Bacterial drug resistance is a significant global health threat that has turned once treatable bacterial infections (including Gram-positive infections) into deadly illnesses. To overcome this serious threat to human health, completely novel antibiotics are needed. Noncoding ribonucleic acids regulate a wide array of important cellular processes and represent a novel set of targets for developing the next generation of therapeutic agents to treat infectious diseases. The T-box riboswitch is a noncoding RNA that regulates the expression of essential genes in many Gram- positive bacteria (including pathogenic examples), thus making it a unique target for novel antibacterial agents. A key component of the T-box riboswitch regulatory mechanism involves tRNA binding to the highly conserved antiterminator RNA element--an excellent target for drug discovery. This project will explore the rational design of allosteric modulators of T-box antiterminator RNA function and compare their efficacy to that of competitive inhibitors. No therapeutic agents are currently known to specifically target the T-box riboswitch. This proposal seeks to improve the activity of an initial set of compounds by investigating the hypothesis that leveraging allosteric modulation is an effective drug discovery strategy for targeting noncoding RNA function.
Specific Aims are to 1) Design potent antagonists of T-box antiterminator function (using computational methods informed by experimental data), 2) Synthesize compounds and screen in 1 assays (assays for antiterminator and riboswitch function and preliminary antibacterial screening); and, 3) Characterize compound binding and mechanism of action (quantifying antiterminator binding, riboswitch inhibition and using in vitro and in cellular structure probing methods). Achievement of the proposed specific aims will improve scientific knowledge by developing design strategies to identify inhibitors (including allosteric modulators) of RNA function and by exploring the most effective chemical space features of these small molecules. This information will be significant for antibacterial drug discovery targeting the T-box riboswitch and also for the still emerging broader field of targeting noncoding regulatory RNA in general for antibacterial, antiviral, anticancer and other drug discovery efforts. In the process, a team of primarily undergraduate students will gain first-hand experience working on an innovative drug discovery project that will inspire them to consider careers in biomedical research.

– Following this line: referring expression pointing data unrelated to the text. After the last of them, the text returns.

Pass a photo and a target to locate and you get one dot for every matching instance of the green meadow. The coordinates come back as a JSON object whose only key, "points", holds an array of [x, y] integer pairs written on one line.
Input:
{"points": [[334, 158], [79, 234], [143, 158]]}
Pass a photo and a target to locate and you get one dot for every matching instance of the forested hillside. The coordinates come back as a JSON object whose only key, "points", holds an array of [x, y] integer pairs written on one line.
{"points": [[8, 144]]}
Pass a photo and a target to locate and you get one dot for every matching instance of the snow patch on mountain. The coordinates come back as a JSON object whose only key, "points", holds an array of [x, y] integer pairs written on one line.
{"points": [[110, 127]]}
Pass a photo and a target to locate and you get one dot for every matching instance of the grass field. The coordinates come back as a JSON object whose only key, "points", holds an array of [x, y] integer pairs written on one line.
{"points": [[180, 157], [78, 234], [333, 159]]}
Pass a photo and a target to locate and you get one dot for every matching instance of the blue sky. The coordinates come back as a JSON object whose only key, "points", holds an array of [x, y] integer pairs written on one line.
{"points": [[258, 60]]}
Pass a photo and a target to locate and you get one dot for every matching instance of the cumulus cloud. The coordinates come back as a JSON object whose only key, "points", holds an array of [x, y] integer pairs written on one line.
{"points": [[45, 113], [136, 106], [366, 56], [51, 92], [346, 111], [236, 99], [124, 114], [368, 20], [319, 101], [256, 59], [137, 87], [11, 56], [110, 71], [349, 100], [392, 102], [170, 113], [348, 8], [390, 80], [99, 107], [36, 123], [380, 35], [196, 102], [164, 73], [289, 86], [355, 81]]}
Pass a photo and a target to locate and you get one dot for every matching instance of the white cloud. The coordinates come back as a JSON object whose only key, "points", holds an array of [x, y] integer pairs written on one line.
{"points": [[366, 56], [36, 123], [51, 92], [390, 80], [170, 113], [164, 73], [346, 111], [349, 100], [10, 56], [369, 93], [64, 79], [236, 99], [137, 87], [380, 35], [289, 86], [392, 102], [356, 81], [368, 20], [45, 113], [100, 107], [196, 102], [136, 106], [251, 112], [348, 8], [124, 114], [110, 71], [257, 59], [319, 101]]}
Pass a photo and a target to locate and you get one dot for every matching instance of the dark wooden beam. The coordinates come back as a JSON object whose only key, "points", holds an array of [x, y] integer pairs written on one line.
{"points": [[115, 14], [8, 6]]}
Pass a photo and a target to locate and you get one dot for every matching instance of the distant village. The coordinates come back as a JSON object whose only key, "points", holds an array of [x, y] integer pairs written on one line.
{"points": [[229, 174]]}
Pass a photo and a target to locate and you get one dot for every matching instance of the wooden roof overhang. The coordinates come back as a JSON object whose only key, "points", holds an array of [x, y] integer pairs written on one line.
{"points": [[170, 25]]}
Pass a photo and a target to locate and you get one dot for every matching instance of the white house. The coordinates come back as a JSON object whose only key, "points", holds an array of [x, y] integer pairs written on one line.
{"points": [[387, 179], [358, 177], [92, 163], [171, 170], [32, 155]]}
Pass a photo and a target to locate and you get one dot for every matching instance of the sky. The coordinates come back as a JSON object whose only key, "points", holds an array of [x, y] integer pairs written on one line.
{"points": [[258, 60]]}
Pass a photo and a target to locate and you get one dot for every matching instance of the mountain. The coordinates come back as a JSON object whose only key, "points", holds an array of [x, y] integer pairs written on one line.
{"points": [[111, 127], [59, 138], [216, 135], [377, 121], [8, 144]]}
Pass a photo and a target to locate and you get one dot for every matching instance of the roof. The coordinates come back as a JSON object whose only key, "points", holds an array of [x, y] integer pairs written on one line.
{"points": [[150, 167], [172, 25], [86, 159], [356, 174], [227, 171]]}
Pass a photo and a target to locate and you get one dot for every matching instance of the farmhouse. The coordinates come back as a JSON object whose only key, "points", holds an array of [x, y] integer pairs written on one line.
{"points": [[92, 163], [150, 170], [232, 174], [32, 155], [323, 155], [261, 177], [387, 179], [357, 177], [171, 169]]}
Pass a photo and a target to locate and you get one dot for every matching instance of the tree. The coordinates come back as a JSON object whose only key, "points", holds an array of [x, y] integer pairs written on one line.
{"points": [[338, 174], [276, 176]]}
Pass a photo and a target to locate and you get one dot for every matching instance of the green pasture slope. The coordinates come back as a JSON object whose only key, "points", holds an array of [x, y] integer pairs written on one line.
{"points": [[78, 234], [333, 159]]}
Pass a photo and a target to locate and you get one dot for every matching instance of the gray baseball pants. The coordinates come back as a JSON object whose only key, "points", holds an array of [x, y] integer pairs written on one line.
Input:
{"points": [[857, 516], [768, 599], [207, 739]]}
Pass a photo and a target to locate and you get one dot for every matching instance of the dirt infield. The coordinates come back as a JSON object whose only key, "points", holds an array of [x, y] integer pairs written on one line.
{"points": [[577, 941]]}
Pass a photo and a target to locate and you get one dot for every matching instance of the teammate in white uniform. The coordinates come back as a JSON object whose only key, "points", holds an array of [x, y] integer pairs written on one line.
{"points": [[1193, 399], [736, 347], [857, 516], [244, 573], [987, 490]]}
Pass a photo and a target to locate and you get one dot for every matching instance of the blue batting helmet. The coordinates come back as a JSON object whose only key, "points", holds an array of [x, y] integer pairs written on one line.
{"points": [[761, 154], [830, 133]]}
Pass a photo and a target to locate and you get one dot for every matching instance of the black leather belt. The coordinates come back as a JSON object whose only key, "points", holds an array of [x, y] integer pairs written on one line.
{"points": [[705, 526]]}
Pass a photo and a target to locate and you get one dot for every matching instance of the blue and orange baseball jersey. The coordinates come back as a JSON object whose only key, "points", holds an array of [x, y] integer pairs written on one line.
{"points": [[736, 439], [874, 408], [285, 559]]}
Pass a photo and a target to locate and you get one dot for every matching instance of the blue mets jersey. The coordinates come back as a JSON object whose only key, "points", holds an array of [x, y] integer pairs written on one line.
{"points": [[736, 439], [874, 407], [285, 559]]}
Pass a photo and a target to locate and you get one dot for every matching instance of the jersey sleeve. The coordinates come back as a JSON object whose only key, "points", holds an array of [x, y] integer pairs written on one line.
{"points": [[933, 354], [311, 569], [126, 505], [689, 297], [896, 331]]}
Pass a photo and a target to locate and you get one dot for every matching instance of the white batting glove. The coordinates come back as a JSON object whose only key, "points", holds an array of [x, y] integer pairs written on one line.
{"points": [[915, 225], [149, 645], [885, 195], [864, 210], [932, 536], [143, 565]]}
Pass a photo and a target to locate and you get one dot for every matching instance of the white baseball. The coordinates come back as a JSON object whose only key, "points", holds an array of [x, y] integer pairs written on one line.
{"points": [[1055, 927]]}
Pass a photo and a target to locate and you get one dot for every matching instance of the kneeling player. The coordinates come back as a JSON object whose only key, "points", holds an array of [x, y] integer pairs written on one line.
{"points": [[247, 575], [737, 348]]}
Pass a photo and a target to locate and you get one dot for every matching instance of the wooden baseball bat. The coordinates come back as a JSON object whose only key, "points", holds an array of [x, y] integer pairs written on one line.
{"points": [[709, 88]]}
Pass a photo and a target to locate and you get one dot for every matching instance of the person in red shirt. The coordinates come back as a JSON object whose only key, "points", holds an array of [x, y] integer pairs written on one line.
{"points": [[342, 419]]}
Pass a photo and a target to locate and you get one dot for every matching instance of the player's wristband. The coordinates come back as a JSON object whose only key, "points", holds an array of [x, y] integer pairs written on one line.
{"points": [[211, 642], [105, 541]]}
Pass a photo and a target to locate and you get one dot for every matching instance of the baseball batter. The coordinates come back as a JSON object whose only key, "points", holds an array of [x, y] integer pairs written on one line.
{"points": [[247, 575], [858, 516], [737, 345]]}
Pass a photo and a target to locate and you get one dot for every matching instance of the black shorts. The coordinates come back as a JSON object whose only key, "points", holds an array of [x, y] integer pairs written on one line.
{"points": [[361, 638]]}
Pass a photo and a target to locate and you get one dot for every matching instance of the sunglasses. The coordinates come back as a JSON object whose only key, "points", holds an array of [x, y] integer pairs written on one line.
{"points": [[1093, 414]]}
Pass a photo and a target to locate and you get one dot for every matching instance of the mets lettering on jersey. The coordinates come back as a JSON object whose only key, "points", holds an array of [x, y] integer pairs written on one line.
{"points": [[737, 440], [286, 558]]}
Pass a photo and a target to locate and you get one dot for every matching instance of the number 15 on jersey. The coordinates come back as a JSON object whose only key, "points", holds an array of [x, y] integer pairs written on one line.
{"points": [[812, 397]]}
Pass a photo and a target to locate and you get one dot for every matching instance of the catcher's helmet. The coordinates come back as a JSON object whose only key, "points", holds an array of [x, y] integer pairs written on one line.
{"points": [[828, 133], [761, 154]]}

/Relevance The increasing number of bacterial infections which are resistant to current medicines is creating a significant threat to human health. In this project, a predominantly undergraduate research team will design, make and test molecules aimed at disrupting a unique regulator in bacteria. The outcomes from this project will help in the design and development of new antibacterial medicines and will also lead to the training of future biomedical research scientists who are inspired to discover solutions for tomorrow?s public health.